Güney Afrika’da sömürü gerçeği
Marikana maden işçilerinin eylemine polis saldırısının üzerinden bir yıl geçti. Yaylım ateşiyle kurşun yağmuruna tutulan işçilerden 34’ü hayatını kaybetmişti. Maden işçileri aradan geçen bir yıl içinde eylem ve grevlerini ivmelendirerek sürdürdüler. İşçilerin katliamın ardından eyleme devam ederken taleplerinin kısmen karşılanmasını sağlamaları da bu süreçte önemli bir faktör oldu. 34 işçinin katledilmesine karşın grevden geri adım atılmamasıyla %22 oranında maden işçilerinin hiçbir dönem alamadığı bir zam oranı kazanılmıştı.

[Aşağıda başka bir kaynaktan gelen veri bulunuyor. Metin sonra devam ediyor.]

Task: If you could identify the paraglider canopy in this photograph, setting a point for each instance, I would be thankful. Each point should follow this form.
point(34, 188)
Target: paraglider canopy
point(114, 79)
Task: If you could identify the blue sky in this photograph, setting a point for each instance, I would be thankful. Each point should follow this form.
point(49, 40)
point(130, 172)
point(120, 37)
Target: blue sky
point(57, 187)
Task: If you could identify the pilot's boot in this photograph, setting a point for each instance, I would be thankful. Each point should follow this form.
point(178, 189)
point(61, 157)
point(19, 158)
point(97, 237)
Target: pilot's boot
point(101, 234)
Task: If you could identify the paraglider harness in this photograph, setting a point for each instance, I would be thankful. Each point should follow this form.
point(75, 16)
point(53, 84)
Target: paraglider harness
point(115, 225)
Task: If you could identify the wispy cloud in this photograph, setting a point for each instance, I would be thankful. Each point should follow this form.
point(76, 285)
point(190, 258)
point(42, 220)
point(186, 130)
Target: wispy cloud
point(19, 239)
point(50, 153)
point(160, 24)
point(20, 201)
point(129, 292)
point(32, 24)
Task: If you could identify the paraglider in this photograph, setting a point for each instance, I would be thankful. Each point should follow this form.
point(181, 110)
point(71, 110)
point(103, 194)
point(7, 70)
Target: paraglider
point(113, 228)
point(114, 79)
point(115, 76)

Güney Afrika’yı diğer kapitalist ülkelerden ayıran temel yan ırkçı Apartheid rejimine karşı verdiği mücadele geçmişidir. Jakob Zuma’nın devlet başkanlığını yaptığı üçlü ittifak (Güney Afrika Ulusal Kongresi/ANC, Güney Afrika Sendika Konfederasyonu/COSATU), Güney Afrika Komünist Partisi/SACP) emekçilerin ekonomik ve sosyal sorunlarını çözmek bir yana, sendikalarını, komünist parti kimliğini, ırkçılığa karşı neredeyse bir asırlık tarihini kullanarak bu sorunların çözümünü engelliyor.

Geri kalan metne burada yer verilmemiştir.